When a new block needs to be produced, the DRE algorithm randomly selects 11 validator nodes from the miner list based on their staking amount. These validator nodes are sorted based on their online weight value, and nodes decide whether to participate in the production or consensus of the ordinary block based on whether they are one of the 11 validators. The BFT algorithm is used for consensus among the 11 validator nodes. Additionally, the block proposer will increase the online weight value of nodes based on the received consensus messages.

To adapt to ErbieChain’s requirements, the BFT algorithm has been adjusted, where if a validator has already submitted a commit message, they will not participate in voting for subsequent rounds.

The process flowchart for producing ordinary blocks is shown below:

Ordinary Block#

The ErbieChain uses the DRE+BFT combined consensus algorithm to produce ordinary blocks.

When a new block needs to be produced, the miner node will first randomly select 11 miner addresses from the miner list as Validators based on the DRE algorithm, and sort these 11 Validators according to their respective online weight values. The node will decide whether to produce an ordinary block or participate in the consensus of the ordinary block based on whether it is one of these 11 Validators. The process of generating a new block uses the BFT algorithm. In addition, the block-producing node will increase the online weight value of the corresponding node based on the received consensus message.

To meet the requirements of ErbieChain, we have made adjustments to the BFT algorithm, that is, if a Validator has already submitted a commit message, it will not vote for subsequent rounds.

The following is a flowchart of the process of producing ordinary blocks:

../../_images/normalblock.png

Blackhole Block#

When the online rate of miner nodes is low and 5 or more Validators are not online among the randomly selected 11 Validators, the fault tolerance of the BFT algorithm is exceeded, which will cause the blockchain system to shut down and unable to produce new blocks. Therefore, we have introduced the DRE+WPoS combined consensus algorithm.
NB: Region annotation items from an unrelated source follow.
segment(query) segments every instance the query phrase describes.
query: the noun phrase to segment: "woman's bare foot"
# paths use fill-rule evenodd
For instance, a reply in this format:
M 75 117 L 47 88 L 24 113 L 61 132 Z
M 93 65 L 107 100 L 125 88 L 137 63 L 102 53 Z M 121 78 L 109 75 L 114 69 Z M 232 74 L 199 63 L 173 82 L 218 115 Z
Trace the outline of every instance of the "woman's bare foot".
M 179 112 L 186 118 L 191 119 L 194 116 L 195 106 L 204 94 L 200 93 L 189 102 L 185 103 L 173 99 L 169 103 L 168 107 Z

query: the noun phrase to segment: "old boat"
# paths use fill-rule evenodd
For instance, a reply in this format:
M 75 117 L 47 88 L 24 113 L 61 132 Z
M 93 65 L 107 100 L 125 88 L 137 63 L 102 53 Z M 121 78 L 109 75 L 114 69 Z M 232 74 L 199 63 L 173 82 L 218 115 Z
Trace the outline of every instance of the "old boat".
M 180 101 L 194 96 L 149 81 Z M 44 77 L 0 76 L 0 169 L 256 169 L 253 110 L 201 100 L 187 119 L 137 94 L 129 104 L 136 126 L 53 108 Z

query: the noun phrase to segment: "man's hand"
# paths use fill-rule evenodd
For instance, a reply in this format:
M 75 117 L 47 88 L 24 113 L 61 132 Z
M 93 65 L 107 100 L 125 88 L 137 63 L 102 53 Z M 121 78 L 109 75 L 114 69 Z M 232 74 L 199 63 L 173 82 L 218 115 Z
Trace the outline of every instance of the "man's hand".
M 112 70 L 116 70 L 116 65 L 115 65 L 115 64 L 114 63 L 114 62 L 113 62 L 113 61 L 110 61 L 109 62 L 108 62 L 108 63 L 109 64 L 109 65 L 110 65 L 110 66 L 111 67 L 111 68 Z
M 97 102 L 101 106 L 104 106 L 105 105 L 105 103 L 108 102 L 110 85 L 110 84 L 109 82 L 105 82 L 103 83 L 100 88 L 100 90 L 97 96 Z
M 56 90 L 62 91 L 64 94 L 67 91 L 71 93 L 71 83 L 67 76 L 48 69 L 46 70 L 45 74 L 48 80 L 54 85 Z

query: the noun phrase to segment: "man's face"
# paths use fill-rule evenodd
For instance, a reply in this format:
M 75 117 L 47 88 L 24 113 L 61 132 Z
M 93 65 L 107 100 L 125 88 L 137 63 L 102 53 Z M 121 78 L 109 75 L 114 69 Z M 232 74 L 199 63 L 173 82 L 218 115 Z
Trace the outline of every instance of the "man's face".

The miner node will choose to produce a blackhole block and insert it into the ErbieChain standard chain to solve the downtime risk of the BFT algorithm when applied to the public chain.

  • After successfully producing a blackhole block, the block proposer will first reduce the weight value of the 11 Validators who should have produced ordinary blocks at the same height, and then increase the online weight value of the corresponding node based on the received consensus message of the blackhole block.

  • The blackhole block will not distribute any rewards, which avoids the situation where large staked miner nodes try to produce blackhole blocks to obtain more rewards instead of verifying ordinary blocks, thus preventing the production of ordinary blocks. The ErbieChain follows the principle of “prioritizing the production of ordinary blocks”. When it is unable to produce ordinary blocks smoothly, it will choose to produce blackhole blocks. This avoids the situation of “the rich get richer”.